Zwei Stunden später waren wir dann wieder im Haus meines Freundes und ich hörte das erste Mal von der Writers´ Week und hatte keine Ahnung, was mich erwartet. Das ist ein Side-Festival zum Adelaide Festival, bei dem es zwei Bühnen gibt, auf denen verschiedene Autoren ihre Werke vorstellen oder über aktuelle politische und zeitgeschichtliche Ereignisse sprechen. Natürlich kann man auch Bücher kaufen und mit vielen Leuten reden. Sofort danach machten wir uns auf dem Weg mit dem Zug, welcher ca. eine Stunde benötigte um dorthin zu gelangen. Da das Festival mitten im Zentrum war, konnte ich dieses zum ersten Mal bewundern. Adelaide ist wirklich schön. Es gibt überall Grünflächen, ja ein ganzer Grünflächengürtel umringt die Innenstadt. Wunderschön.

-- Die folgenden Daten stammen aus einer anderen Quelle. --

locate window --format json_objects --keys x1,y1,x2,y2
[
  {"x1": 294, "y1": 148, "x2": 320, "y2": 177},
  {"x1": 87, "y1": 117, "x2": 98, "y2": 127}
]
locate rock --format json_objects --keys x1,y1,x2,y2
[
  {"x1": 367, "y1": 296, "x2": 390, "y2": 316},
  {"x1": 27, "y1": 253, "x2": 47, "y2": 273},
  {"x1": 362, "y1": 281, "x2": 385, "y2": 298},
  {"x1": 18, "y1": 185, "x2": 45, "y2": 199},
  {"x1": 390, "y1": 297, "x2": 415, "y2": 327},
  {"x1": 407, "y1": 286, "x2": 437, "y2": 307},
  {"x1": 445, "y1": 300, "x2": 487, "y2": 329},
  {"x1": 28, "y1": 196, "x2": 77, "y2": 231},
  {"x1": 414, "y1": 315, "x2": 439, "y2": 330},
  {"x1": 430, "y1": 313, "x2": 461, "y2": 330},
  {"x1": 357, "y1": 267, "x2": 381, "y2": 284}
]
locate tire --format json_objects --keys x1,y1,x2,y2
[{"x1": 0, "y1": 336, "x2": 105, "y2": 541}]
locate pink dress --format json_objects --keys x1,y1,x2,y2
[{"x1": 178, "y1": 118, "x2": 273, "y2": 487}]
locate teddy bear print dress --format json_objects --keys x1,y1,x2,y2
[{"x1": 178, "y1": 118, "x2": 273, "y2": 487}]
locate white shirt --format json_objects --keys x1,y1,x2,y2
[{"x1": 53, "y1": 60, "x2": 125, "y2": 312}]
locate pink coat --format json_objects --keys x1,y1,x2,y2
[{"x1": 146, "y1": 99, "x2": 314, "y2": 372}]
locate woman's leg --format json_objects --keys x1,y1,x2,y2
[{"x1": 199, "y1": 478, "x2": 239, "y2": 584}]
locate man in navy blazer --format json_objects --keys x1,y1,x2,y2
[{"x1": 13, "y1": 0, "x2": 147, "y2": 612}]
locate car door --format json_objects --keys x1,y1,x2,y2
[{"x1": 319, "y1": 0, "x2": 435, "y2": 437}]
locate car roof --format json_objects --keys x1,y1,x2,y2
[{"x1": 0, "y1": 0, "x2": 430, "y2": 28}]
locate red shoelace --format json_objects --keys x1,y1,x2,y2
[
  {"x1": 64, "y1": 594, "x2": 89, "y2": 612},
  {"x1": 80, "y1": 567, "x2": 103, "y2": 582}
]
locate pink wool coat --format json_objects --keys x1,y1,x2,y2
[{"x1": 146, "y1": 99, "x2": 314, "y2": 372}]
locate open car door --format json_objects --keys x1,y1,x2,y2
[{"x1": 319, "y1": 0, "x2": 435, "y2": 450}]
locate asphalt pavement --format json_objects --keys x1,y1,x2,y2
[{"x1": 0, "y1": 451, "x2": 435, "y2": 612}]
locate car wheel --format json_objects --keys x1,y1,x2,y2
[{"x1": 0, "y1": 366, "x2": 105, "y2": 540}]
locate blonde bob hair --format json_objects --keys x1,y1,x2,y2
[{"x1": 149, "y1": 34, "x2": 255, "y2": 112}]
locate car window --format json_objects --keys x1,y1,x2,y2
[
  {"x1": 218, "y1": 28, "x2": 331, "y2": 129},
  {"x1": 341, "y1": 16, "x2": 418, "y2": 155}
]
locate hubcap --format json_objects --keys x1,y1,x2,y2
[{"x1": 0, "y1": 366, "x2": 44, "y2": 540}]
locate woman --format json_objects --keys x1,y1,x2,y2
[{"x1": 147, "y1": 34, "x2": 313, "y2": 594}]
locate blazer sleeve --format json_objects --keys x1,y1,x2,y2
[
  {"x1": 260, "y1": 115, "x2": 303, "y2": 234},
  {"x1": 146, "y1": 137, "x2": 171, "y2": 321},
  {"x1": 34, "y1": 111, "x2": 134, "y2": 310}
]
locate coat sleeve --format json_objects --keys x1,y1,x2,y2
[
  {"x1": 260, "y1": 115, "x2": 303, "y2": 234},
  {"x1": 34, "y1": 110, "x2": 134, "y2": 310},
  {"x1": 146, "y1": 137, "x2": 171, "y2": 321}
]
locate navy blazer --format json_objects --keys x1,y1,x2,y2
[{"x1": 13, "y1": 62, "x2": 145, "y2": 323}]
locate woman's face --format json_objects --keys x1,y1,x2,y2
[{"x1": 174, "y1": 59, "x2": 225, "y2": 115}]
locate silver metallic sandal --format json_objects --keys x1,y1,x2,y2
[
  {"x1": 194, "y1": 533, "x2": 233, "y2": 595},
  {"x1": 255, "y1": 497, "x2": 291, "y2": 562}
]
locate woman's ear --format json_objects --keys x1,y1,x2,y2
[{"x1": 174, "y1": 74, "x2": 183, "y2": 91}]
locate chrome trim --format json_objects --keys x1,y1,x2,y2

Auf dem Festivalgelände durfte ich mir zuerst etwas über das Kastensystem von Indien anhören. Dort wurde vor Jahrhunderten ein klassistisches Diskriminierungssystem eingeführt, was seines Gleichen sucht. Es gab noch weitere Vorträge darüber, wie man am Besten schreibt, was mir sehr geholfen hat. Zum Beispiel nehmen es Menschen mehr an, wenn man immer eine persönliche Geschichte präsentiert, als wenn man etwas pauschal berichtet. Das wusste ich natürlich bereits, aber es ist immer gut, sein Wissen noch einmal aufzufrischen. Danach ging es weiter mit Geschichten von einem pakistanischen Autor, welcher trotz zahlreicher Todesdrohungen und echten Problemen, weiterhin in Pakistan leben will und das Beste daraus machen wird. Das schlug sich auch auf seinen Erzählstil nieder. Ich erlebte lange nicht mehr so viel Galgenhumor wie von ihm. Respekt dafür.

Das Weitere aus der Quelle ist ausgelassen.